Threads see different memory states than you'd expect. The CPU reorders instructions, caches lag, compilers optimize aggressively. The memory model — Java's JMM, C++'s memory_order, Go's happens-before — defines what guarantees you actually get. Misunderstanding this produces the worst class of concurrency bugs.
Why memory looks weird across threads
Modern CPUs have per-core caches. Stores get buffered, may not be visible to other cores for nanoseconds. Compilers reorder reads and writes for optimization. Without explicit synchronization, two threads have no agreed-on view of memory.

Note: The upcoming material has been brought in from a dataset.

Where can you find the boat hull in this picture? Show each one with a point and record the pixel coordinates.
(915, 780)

Happens-before — the formal contract
If event A happens-before event B, B sees A's effects. Sources of happens-before: program order in one thread, monitor lock-unlock pairs, volatile read-after-write, thread-start, thread-join. Outside these, no guarantees.
Visibility — the practical concern
A non-volatile field written by thread 1 may never be visible to thread 2. The CPU's cache might just never propagate. volatile (Java) / memory_order_release/acquire (C++) / channel send-receive (Go) create the needed happens-before.

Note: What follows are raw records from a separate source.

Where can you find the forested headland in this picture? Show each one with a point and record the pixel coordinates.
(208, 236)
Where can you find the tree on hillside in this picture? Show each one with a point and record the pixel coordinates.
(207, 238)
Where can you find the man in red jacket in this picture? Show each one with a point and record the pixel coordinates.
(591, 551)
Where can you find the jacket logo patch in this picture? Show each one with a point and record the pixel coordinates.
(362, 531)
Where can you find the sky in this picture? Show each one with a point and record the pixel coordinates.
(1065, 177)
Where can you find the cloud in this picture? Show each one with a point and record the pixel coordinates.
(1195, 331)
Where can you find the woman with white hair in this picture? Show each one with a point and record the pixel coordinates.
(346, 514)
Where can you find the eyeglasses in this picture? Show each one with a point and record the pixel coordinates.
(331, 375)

Reordering — the surprising one
CPU and compiler can reorder reads and writes within a thread, as long as single-threaded behavior is preserved. Other threads may see the writes in a different order. Acquire-release semantics (in Java/C++) prevent reordering across the barrier.
Practical rules
Use higher-level primitives (channels, mutexes, atomics) where possible. Reading volatile/atomic is cheaper than locking — use for single-variable hot paths. Don't roll your own lock-free code; the memory model traps will get you.